From mboxrd@z Thu Jan  1 00:00:00 1970
Return-Path: <linux-pci-owner@vger.kernel.org>
Received: from mx1.redhat.com ([209.132.183.28]:32788 "EHLO mx1.redhat.com"
        rhost-flags-OK-OK-OK-OK) by vger.kernel.org with ESMTP
        id S1753744AbcLIQLY (ORCPT <rfc822;linux-pci@vger.kernel.org>);
        Fri, 9 Dec 2016 11:11:24 -0500
Date: Fri, 9 Dec 2016 09:11:23 -0700
From: Alex Williamson <alex.williamson@redhat.com>
To: Linas Vepstas <linasvepstas@gmail.com>
Cc: Cao jin <caoj.fnst@cn.fujitsu.com>,
        Jonathan Corbet <corbet@lwn.net>,
        "linux-pci@vger.kernel.org" <linux-pci@vger.kernel.org>,
        linux-doc@vger.kernel.org,
        "linux-kernel@vger.kernel.org" <linux-kernel@vger.kernel.org>,
        Bjorn Helgaas <bhelgaas@google.com>
Subject: Re: [PATCH] pci-error-recover: doc cleanup
Message-ID: <20161209091123.110c351a@t450s.home>
In-Reply-To: <CAHrUA36r3o3ziEdMz-8=w5XTymsMQZYRXXrCt=H+1F3M4+6RnQ@mail.gmail.com>
References: <1481184974-12505-1-git-send-email-caoj.fnst@cn.fujitsu.com>
        <20161208070539.0f00ce71@lwn.net>
        <58496AA4.5030602@cn.fujitsu.com>
        <CAHrUA35PMscQrohN_wPgip2tM-+OiHmQT1_uhPc75=GeHvkpaw@mail.gmail.com>
        <584A513B.9080409@cn.fujitsu.com>
        <CAHrUA36r3o3ziEdMz-8=w5XTymsMQZYRXXrCt=H+1F3M4+6RnQ@mail.gmail.com>
MIME-Version: 1.0
Content-Type: text/plain; charset=US-ASCII
Sender: linux-pci-owner@vger.kernel.org
List-ID: <linux-pci.vger.kernel.org>

On Fri, 9 Dec 2016 14:44:25 +0800
Linas Vepstas <linasvepstas@gmail.com> wrote:

> On Fri, Dec 9, 2016 at 2:37 PM, Cao jin <caoj.fnst@cn.fujitsu.com> wrote:
> >
> >
> > On 12/09/2016 02:24 PM, Linas Vepstas wrote:  
> >> I suppose I'm confused, but I recall that link resets are non-fatal.
> >> Fatal errors typically require that the the pci adapter be completely
> >> reset, any adapter firmware to be reloaded from scratch, the device
> >> driver has to kill all device state and start from scratch.
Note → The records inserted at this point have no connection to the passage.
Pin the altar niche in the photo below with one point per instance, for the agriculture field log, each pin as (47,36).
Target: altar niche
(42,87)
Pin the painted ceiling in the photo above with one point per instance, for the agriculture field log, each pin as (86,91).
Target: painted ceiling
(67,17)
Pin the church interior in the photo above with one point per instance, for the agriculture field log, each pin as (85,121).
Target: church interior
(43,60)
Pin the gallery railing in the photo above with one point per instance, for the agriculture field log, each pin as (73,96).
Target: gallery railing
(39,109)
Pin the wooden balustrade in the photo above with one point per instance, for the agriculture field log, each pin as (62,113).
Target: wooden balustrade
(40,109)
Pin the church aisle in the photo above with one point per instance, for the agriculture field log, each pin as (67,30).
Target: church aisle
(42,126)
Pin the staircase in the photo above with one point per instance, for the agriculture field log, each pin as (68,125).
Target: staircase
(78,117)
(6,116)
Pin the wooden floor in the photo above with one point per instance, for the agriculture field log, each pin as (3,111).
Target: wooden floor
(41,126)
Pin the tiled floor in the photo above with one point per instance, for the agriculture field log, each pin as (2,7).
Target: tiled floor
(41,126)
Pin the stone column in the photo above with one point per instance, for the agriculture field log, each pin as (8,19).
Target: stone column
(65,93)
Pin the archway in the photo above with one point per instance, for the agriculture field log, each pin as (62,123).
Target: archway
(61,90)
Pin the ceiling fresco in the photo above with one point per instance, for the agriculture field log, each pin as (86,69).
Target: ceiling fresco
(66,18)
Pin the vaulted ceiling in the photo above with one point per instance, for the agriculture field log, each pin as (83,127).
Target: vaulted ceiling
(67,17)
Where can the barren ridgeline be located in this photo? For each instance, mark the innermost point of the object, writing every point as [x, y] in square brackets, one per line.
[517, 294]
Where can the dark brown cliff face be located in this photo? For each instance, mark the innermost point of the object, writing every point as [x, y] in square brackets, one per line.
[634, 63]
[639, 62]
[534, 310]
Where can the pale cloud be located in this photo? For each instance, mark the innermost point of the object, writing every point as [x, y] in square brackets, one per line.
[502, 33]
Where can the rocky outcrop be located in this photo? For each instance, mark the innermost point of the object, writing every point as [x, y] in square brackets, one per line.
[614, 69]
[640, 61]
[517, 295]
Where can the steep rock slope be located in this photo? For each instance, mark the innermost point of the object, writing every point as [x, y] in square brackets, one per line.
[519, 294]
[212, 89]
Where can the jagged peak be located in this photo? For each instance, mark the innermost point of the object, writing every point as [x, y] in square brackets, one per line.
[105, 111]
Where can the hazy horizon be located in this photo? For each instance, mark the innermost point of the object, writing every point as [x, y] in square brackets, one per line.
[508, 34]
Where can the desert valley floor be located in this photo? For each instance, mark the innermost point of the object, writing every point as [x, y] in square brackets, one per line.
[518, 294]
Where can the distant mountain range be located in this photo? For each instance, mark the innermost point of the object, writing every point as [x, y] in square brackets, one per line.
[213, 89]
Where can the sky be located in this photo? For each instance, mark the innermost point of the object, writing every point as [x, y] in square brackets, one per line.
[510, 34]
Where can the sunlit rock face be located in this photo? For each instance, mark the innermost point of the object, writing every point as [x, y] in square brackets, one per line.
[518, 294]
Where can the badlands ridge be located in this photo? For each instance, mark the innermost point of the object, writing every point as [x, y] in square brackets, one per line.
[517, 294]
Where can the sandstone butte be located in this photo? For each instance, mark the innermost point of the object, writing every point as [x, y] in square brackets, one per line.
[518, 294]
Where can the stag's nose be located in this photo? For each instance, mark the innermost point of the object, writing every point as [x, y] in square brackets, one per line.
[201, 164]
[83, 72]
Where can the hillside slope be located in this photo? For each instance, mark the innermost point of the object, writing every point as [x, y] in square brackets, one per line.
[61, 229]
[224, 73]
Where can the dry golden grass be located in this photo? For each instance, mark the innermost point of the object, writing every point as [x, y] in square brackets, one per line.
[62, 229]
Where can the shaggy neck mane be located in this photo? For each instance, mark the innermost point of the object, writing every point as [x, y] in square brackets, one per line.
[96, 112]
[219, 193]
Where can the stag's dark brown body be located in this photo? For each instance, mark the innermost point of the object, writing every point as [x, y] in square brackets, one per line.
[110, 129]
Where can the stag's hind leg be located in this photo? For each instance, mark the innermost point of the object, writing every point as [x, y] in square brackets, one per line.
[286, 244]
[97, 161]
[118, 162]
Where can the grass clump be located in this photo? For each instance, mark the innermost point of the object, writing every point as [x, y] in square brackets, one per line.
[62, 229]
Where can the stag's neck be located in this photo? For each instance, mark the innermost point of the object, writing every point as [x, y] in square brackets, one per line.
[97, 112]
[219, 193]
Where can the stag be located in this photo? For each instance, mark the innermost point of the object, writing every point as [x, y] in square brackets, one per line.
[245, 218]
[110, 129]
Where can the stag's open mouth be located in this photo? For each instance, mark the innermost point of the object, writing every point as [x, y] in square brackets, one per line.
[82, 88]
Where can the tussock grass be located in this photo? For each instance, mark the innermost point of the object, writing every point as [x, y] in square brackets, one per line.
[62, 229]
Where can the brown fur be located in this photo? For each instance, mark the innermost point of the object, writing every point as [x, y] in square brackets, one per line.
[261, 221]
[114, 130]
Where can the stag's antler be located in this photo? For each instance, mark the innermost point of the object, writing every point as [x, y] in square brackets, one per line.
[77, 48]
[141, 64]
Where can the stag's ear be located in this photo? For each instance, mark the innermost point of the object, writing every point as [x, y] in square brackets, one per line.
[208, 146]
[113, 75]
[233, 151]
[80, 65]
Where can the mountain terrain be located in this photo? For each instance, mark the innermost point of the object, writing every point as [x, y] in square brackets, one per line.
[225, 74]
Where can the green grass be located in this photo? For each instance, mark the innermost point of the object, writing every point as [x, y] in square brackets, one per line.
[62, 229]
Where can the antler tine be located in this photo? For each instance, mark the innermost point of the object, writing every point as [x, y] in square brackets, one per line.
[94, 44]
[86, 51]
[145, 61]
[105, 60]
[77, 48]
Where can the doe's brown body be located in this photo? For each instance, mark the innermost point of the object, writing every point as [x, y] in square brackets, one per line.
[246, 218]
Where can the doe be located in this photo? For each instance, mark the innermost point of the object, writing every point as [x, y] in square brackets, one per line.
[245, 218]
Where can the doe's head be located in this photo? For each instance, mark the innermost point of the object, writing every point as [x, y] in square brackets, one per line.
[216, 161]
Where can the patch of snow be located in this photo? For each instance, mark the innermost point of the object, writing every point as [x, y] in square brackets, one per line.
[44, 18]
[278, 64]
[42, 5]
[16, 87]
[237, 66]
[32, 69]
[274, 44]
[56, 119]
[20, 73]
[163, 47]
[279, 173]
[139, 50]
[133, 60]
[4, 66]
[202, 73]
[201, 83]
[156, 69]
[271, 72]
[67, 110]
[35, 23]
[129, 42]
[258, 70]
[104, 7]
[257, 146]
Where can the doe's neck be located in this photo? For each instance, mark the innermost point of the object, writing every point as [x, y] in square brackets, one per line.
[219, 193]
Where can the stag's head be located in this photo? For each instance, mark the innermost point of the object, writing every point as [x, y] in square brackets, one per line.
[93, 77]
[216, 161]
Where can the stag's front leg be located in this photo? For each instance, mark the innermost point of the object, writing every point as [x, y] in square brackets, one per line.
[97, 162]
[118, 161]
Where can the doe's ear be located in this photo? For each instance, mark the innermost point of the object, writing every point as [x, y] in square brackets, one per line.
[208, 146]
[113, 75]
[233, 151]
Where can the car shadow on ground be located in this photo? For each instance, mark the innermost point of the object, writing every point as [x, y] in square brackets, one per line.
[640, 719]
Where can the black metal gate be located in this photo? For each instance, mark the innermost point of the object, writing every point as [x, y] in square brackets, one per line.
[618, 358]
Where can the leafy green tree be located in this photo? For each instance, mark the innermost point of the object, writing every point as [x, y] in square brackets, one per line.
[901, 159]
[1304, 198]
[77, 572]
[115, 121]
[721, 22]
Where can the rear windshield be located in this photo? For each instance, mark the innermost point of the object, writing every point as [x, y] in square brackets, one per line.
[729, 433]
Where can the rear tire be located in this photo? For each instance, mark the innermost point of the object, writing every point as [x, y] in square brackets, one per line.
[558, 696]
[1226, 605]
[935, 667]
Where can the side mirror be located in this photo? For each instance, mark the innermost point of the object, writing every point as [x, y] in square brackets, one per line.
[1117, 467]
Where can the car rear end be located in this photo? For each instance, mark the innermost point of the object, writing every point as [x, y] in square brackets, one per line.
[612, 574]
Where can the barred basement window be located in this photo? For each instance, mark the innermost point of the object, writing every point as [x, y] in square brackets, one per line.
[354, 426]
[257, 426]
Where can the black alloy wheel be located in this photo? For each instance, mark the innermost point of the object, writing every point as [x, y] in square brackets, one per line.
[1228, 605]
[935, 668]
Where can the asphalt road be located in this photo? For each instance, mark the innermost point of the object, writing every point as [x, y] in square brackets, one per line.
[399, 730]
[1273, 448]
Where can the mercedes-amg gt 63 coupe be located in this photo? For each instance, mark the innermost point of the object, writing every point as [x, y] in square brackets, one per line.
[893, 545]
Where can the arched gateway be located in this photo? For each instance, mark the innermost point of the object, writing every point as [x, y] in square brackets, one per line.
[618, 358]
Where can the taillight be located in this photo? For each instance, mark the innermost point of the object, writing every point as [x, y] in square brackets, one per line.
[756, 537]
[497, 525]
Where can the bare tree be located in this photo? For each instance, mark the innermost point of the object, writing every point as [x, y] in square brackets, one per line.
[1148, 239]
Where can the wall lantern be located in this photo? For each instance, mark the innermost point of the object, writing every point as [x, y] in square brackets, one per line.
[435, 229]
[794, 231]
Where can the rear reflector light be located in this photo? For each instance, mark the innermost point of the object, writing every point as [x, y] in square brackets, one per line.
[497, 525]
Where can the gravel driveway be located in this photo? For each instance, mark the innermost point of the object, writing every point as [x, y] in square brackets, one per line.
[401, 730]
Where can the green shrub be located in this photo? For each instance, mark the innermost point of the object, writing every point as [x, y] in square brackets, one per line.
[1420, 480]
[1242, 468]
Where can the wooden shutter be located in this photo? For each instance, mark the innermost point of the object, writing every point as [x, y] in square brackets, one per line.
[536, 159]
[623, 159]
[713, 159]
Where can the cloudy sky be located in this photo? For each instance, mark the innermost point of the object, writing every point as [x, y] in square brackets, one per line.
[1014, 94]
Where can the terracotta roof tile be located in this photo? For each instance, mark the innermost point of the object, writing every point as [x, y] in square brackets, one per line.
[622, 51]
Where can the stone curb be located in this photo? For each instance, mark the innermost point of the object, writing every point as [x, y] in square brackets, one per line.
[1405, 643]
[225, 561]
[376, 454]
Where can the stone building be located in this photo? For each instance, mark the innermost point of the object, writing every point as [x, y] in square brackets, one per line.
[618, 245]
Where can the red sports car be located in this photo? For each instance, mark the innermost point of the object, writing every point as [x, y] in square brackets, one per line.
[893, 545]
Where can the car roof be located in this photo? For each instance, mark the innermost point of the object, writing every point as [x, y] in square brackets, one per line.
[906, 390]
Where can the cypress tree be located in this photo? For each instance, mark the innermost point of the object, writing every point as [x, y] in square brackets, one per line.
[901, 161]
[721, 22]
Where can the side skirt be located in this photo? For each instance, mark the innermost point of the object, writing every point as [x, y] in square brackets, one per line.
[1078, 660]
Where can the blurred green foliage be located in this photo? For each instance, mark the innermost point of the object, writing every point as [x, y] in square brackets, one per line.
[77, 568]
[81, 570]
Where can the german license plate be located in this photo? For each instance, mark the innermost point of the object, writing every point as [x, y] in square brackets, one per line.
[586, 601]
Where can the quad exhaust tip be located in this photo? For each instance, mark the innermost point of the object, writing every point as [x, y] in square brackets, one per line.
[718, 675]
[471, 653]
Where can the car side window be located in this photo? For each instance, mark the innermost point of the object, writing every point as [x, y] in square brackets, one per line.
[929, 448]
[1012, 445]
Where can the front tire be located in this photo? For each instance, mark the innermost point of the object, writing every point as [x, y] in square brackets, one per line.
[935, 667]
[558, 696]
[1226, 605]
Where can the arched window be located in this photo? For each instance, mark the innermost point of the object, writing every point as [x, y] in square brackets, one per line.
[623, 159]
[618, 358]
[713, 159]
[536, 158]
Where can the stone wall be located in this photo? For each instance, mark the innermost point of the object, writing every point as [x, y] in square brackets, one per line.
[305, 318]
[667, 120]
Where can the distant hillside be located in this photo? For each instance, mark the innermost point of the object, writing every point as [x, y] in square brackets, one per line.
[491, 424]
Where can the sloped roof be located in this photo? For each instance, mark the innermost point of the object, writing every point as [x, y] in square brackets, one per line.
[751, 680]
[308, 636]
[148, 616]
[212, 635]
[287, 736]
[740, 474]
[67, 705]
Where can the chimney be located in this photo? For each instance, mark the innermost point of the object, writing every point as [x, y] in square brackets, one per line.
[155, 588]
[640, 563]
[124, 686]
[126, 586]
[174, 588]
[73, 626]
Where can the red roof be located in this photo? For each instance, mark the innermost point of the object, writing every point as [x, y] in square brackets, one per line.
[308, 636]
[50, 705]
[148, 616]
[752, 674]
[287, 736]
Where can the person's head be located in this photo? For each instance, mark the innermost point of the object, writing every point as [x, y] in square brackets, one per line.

Its huge.
> >> If the fatal error is on pci device that is under a block device
> >> holding a file system, then (usually) there is no way to recover,
> >> because the block layer (and file system) cannot deal with a block
> >> device that disappeared and then reappeared some few seconds later.
> >> (maybe some future zfs or lvm or btrfs might be able to deal with
> >> this, but not today)
> >>
> >> By contrast, link resets are far more gentle: the device driver might
> >> have to discard some half-full FIFO's, or cancel some in-flight
> >> commands, but can otherwise gracefully recover without telling the
> >> higher layers that there were any problems.
> >>
> >> --linas
> >>  
> >
> > I am little confused too, even not sure if we are talking the same
> > *fatal error*, I am talking the fatal error defined in PCI Express spec,
> > chapter 6.2.2.2.1:
> >
> > Fatal errors are uncorrectable error conditions which render the
> > particular Link and related hardware unreliable. For Fatal errors, a
> > reset of the components on the Link may be required to return to
> > reliable operation. Platform handling of Fatal errors, and any efforts
> > to limit the effects of these errors, is platform implementation specific.
> >
> > Link reset means set *secondary bus reset* bit in pci bridge config
> > space, can reset the link and device simultaneously, is the strongest
> > kind of reset as I know.  
> 
> OK, well, its been far too many years, and I don't have the PCI spec
> at my fingertips.
> Isn't there a link reset that can be performed, without forcing a device reset?
> 
> The intent was that some PCI link errors are due to vibration,
> ground-bounce, humidity, etc. and that these errors can be detected
> and do not corrupt the device state or the device driver state.  Since
> they are not associated with data corruption (or rather, the
> corruption is local to the link), these can be recovered by reseting
> just the link, without resetting the whole adapter. They may require
> reseting some device-driver state, but not all of it.
> 
> However, this was all decided before the PCI-E spec was written, so
> maybe the newer PCI-E specs now say something different.

Perhaps you're thinking of link retraining?  That sort of error would
be considered correctable, not fatal.  Fatal errors are uncorrected
errors and a bigger hammer is needed to deal with them, such as a link
reset.  Thanks,

Alex